After art university graduation, Anna Bogushevskaya (b.1987 in Moscow, Russia) worked as a designer, making murals, and furniture decoration. She has always admired the play of light and shadow, and the transformation of space through mural illusions. In 2018, Anna began to paint more and more life paintings and plein airs, gaining more self-expression. In 2020, she moved to Singapore, inspired by tropical nature. Here she started her art research and actively works in the techniques of oil painting and soft pastels.
“How can we readjust our relationship with the home world that we persistently call "nature"? How can we reconsider nature, seeing it not as an ideal, but as an area of common responsibility? How can human beings, with all their heavy and rich backgrounds, integrate themselves into the ecosystem in a harmonious way? Perhaps one day the answers will serve as the foundation for the project of the future. I express these new forms of politics in my practice, finding ways to visually decode theory, to translate it into a sensual, aesthetic experience.

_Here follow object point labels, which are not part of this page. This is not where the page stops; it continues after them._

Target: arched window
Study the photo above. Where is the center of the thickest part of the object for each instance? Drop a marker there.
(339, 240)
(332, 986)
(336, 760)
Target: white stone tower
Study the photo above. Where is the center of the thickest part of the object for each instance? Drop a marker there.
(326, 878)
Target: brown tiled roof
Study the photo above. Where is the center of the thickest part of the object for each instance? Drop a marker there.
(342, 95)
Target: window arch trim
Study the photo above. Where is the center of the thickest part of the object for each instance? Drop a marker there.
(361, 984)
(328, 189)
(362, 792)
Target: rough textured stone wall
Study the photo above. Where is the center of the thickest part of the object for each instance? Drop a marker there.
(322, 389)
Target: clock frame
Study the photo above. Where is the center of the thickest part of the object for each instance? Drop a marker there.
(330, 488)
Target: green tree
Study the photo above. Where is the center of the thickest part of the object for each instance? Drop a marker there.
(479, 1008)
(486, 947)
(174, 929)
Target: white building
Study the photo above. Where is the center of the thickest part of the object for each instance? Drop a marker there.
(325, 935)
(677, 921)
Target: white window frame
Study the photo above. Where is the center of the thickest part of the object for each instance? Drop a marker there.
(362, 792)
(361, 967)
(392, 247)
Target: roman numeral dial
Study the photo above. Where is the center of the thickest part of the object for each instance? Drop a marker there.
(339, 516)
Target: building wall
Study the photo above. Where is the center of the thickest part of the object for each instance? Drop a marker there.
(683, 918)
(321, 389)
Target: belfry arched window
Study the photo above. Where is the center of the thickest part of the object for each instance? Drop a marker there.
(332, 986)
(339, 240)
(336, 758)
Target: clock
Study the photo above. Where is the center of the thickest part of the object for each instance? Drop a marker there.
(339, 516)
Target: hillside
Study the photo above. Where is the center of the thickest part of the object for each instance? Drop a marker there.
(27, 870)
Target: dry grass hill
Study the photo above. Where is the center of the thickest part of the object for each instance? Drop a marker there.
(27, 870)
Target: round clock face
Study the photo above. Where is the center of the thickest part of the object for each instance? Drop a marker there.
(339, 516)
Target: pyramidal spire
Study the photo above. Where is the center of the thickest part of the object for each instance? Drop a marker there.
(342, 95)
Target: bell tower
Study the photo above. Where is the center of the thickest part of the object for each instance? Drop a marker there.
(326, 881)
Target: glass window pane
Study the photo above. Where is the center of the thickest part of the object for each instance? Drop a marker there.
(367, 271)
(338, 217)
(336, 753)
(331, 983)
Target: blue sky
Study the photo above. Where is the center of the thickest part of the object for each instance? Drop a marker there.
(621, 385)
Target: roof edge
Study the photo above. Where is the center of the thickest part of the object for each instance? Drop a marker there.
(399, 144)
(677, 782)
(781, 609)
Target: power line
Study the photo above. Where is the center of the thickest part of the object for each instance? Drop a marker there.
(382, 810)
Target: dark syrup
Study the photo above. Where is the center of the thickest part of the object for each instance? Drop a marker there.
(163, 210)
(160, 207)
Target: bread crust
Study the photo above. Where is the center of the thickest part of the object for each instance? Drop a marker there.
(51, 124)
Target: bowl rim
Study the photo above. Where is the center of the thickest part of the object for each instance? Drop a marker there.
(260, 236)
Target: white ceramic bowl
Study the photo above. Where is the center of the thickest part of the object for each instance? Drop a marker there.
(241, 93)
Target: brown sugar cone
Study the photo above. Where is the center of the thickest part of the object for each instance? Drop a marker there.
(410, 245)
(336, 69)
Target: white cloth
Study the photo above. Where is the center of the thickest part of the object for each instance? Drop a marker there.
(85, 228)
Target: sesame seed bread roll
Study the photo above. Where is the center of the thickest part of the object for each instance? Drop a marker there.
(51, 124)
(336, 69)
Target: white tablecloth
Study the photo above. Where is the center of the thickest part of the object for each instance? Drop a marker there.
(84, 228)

The viewpoint for her symbolic language is the new human being, who is capable of entering into collaboration with other species as equal actors in the environment. This human being is an integral part of the whole world. They do not merge with the world, but remain themselves. Without losing their identity, their culture, and their history, the human being enters into an equal field of political expression, in which there is a place for them and millions of other species. The optics I use is a human view of the self, through the filters of visual culture, which recalls the art of the past. Compositionally and plastically, I work with the kind of empathic nature of the image that seems to translate the character's view of the self. It is in this ability to see itself from the outside that I find the source of a ghostly hope for humanity to emerge from the mode of total blindness, to be able to talk about itself, to think about itself and to draw conclusions.”